Amazon has frequently experimented with new ways of getting its products into the hands of consumers.
In January, the company announced the expansion of its same-day college order pickup service to the University of Pennsylvania in Philadelphia this spring. The service, which is being called [email protected], will feature a pickup point where customers will be able to stop in to get their orders from some 2 million items that can be directly shipped to the location, according to a recent eWEEK story. Customers will be able to track the orders on their mobile devices for self-service pickups.
Since 2015, Amazon has already set up similar college campus package pickup points at Purdue University, the University of Massachusetts, the University of Cincinnati and for students of colleges in Isla Vista, Calif., but this is the first such program at an Ivy League school, according to the company. Two more planned facilities are also scheduled to open in 2016 at the University of California, Davis and the University of California, Berkeley.
The Amazon college pickup points can also be used by customers to return items to Amazon. The latest facility will be the first Amazon pickup location that will feature communal work spaces with interactive media pods where students can connect their laptops and mobile devices to TV monitors for presentations, brainstorming, studying and collaborating, according to Amazon.
The Amazon Student shipping program provides free two-day shipping on millions of items, along with special offers and promotions, for $49 a year after a six-month free trial, to college and university students. The Amazon Prime service costs $99 a year and provides free two-day shipping for Amazon customers on thousands of items. Both services also include free access to thousands of movies, television episodes through Prime Video and unlimited ad-free music streaming through Amazon Prime Music.
In November, Amazon unveiled its latest drone prototype aircraft for its still-in-development Prime Air package delivery system, this time with a model that takes off and lands vertically but flies on a horizontal path to its destination. The company showed off its latest drone design in a 2-minute, 17-second video it posted on its Website, highlighting a smooth vertical takeoff, a flight to drop off a package of soccer shoes to a consumer and then a vertical landing at the shopper’s home. The video showed the package being released from an interior storage compartment in its fuselage and then being left behind as the drone took off vertically to return to Amazon’s distribution center.
The drone design is a flat-looking flying machine with a triple rudder tail and three landing wheels. Its engine is mounted at the rear in the center of the vertical rudders.

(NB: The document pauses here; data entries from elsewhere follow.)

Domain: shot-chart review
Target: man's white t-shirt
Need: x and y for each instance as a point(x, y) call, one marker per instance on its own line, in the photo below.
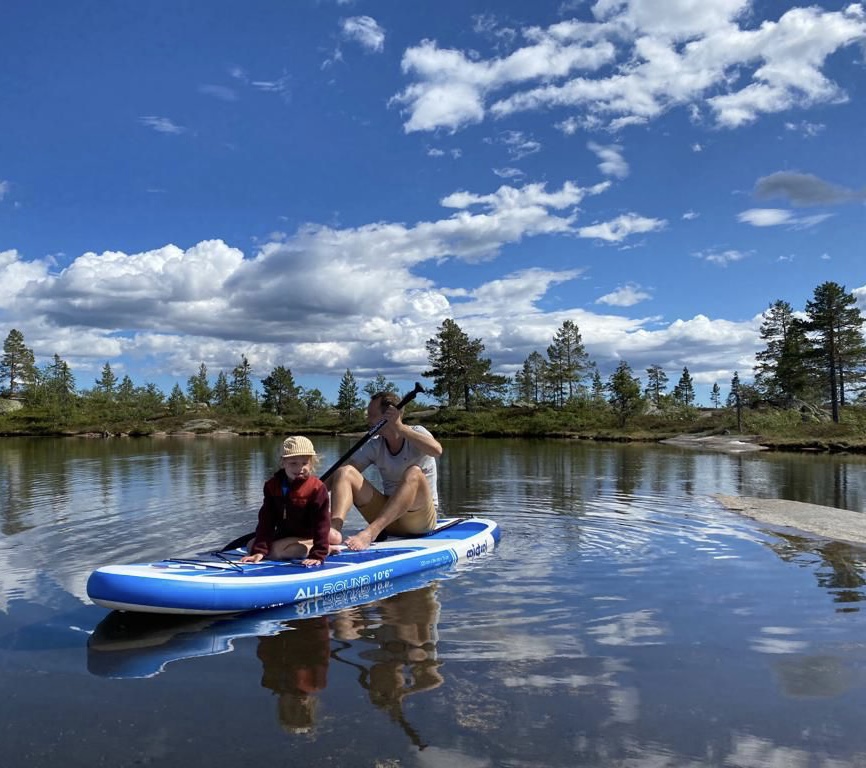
point(392, 466)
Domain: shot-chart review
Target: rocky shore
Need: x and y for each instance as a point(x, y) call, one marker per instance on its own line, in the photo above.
point(814, 519)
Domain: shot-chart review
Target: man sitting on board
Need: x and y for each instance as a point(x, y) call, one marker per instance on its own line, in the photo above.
point(406, 459)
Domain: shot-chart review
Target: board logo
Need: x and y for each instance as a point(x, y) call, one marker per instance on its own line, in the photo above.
point(477, 550)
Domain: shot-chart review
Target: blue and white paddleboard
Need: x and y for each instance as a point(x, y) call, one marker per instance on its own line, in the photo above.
point(214, 583)
point(128, 645)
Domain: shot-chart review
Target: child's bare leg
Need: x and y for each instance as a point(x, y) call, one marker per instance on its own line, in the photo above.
point(290, 548)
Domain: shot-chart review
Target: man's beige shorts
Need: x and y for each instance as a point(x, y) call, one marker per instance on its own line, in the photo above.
point(418, 521)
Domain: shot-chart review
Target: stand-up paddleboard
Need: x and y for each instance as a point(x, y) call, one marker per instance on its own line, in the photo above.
point(129, 645)
point(216, 582)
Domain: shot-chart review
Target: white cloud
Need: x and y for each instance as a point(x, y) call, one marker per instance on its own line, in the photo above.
point(366, 31)
point(518, 144)
point(621, 227)
point(612, 162)
point(508, 173)
point(775, 217)
point(451, 88)
point(161, 124)
point(219, 92)
point(721, 258)
point(625, 296)
point(650, 57)
point(765, 217)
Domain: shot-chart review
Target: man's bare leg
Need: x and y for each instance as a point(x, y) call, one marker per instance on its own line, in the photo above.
point(347, 488)
point(413, 493)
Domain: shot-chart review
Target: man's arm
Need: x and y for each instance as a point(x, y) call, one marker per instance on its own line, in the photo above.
point(422, 440)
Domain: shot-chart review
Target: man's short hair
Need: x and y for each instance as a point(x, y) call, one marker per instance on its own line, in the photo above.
point(385, 399)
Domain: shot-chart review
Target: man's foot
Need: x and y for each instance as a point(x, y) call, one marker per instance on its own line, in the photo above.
point(359, 541)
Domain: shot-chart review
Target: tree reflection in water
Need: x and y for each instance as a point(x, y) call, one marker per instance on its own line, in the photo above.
point(393, 646)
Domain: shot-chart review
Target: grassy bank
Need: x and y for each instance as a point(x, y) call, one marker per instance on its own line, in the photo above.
point(777, 429)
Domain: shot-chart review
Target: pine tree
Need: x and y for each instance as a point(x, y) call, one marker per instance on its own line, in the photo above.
point(107, 382)
point(18, 365)
point(684, 391)
point(280, 393)
point(242, 399)
point(347, 396)
point(624, 393)
point(597, 389)
point(529, 381)
point(198, 389)
point(221, 392)
point(716, 395)
point(380, 384)
point(457, 368)
point(783, 371)
point(657, 382)
point(568, 363)
point(836, 326)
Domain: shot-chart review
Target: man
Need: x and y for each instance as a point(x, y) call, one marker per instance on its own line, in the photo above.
point(406, 459)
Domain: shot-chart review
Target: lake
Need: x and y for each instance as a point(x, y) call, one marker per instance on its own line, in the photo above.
point(625, 619)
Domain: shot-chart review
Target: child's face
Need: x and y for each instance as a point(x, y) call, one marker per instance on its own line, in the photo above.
point(297, 466)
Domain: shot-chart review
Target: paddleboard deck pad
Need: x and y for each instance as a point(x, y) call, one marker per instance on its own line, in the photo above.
point(216, 582)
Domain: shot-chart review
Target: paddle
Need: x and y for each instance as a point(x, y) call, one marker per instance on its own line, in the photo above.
point(241, 541)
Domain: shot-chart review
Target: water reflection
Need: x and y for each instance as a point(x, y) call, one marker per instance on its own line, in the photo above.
point(393, 645)
point(841, 569)
point(295, 667)
point(625, 619)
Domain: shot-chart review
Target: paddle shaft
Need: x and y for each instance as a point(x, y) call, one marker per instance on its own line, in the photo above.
point(370, 432)
point(409, 397)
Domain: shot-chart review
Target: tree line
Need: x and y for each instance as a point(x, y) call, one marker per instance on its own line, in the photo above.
point(817, 357)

Amazon’s drone program is aimed at providing package deliveries of less than 5 pounds to consumers in less than 30 minutes in select locations. The drones will fly under 400 feet in altitude, have “sense and avoid” capabilities to stay away from aircraft and other obstacles, and be able to be operated up to distances of 10 miles or more, according to Amazon.
Amazon has been looking at drone deliveries as a way of offering faster service to customers while also saving money, compared with the more costly human-based delivery systems.